Blutige Biker-Bilanz

Bursch rast mit Quad in den Tod

Ein Sachverständiger untersuchte am Freitagmittag die Unfallstelle, eine Kurve in einem Waldstück bei Altmünster (Bez. Gmunden). Hier passierte einen Tag zuvor der Todes-Crash.

Gegen 17 Uhr war der junge Produktionstechniker Bernhard N. aus Neukirchen mit einem nicht angemeldeten Quad unterwegs. Es sollte nur eine kurze Ausfahrt werden, er wollte schnell wieder zu Hause sein. Doch der 17-Jährige kam nicht mehr heim. Sein Leichtsinn wurde Bernhard zum Verhängnis – er hatte beim Fahren keinen Helm getragen.
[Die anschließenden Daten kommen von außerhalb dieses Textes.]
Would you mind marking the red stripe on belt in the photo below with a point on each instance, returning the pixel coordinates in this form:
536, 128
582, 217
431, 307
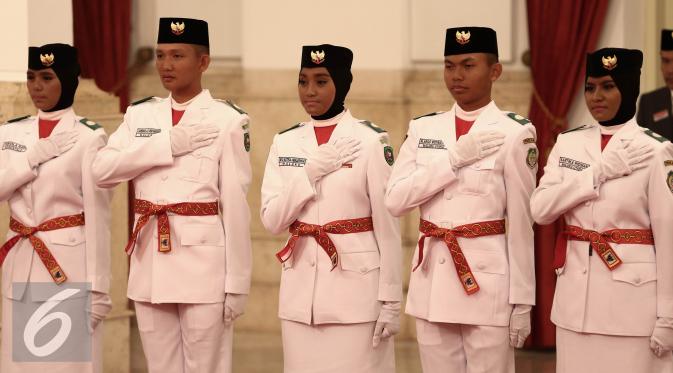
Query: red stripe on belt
449, 236
600, 243
148, 209
40, 248
319, 233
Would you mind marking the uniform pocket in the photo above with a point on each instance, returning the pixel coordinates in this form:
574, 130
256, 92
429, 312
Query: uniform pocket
474, 178
202, 235
362, 262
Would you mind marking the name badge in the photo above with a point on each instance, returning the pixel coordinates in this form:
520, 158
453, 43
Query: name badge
147, 132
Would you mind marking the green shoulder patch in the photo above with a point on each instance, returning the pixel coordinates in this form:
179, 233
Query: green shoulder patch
373, 126
234, 106
134, 103
89, 123
290, 129
18, 119
582, 127
428, 115
518, 118
655, 135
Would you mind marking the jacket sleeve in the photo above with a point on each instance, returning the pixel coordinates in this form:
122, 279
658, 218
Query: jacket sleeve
386, 226
124, 157
558, 193
234, 179
97, 216
282, 199
412, 184
660, 205
13, 174
520, 176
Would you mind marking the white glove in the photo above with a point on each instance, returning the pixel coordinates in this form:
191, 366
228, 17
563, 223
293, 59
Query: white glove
622, 161
661, 341
388, 323
234, 305
51, 147
519, 325
330, 156
187, 138
475, 146
100, 307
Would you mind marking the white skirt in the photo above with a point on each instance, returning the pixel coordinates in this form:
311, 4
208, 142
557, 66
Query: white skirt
335, 348
599, 353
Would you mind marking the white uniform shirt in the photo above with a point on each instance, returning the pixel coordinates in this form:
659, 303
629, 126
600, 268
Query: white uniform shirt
493, 188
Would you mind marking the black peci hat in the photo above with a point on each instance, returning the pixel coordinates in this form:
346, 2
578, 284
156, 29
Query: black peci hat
56, 56
614, 61
326, 55
469, 39
666, 40
183, 30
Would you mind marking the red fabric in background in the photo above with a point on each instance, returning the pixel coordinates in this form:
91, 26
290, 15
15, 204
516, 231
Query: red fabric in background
560, 35
102, 30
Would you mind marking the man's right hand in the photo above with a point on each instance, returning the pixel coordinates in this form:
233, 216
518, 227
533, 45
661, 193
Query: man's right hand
51, 147
474, 146
187, 138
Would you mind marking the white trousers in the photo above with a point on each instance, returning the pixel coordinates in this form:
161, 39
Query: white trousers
335, 348
185, 338
460, 348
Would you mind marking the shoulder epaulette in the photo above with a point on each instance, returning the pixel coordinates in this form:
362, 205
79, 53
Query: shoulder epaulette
518, 118
234, 106
89, 123
582, 127
373, 126
428, 115
290, 129
655, 135
134, 103
18, 119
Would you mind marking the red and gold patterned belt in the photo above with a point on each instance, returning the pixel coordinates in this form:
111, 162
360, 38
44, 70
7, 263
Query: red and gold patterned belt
449, 236
299, 229
600, 243
40, 248
147, 209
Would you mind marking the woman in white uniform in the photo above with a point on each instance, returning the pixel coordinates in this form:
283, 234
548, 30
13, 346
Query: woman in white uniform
325, 182
59, 236
612, 182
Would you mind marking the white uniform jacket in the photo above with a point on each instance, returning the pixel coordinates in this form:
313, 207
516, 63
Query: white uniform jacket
369, 268
493, 188
589, 298
211, 255
59, 187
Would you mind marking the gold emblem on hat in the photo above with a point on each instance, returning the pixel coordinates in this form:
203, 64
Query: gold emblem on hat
177, 28
462, 37
609, 63
318, 57
47, 59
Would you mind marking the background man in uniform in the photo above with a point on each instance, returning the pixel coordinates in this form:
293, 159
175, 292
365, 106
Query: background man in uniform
472, 286
655, 109
187, 156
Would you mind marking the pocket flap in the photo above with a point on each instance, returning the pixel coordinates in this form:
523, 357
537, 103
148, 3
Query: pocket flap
362, 262
202, 235
487, 262
635, 273
72, 236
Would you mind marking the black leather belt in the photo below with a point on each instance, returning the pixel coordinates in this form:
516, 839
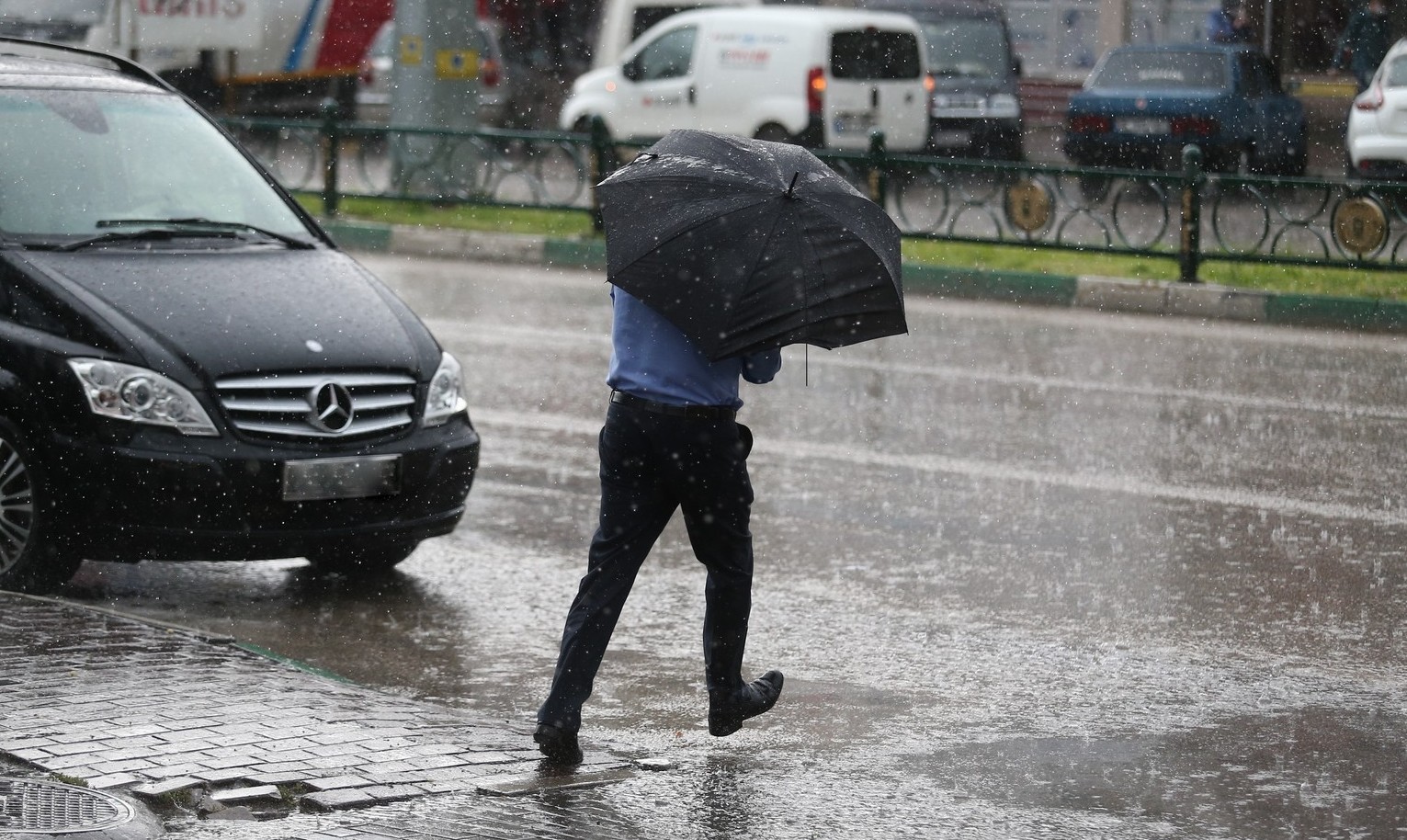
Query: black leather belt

Im Waldstück war er dann frontal mit einem entgegenkommenden Motorradfahrer (52) zusammengestoßen. Der Aufprall war so heftig, dass beide Unfallfahrer meterweit auf die Fahrbahn geschleudert wurden und dabei schwere Kopfverletzungen erlitten. Während der 52-Jährige (er stammt ebenfalls aus Neukirchen) vom Notarzt in das Landeskrankenhaus Vöcklabruck gebracht wurde, flog der Rettungshubschrauber C 10 Bernhard in das Unfallkrankenhaus Linz. Die Ärzte kämpften um den 17-Jährigen, doch die Verletzungen waren zu schwer. Bernhard starb im Krankenhaus.

Biker schleuderte 
40 Meter durch Luft

Auch in NÖ verlor ein Motorradfahrer (49) am Donnerstag sein Leben, weil er weder Helm noch Schutzkleidung getragen hatte. Zwischen Miesenbach und Puchberg am Schneeberg (Bez. Wiener Neustadt) kollidierte der 49-jährige Lenker mit der Leitschiene. Er wurde 40 Meter über eine Böschung geschleudert. Der Notarzt konnte nur den Tod des Lenkers feststellen.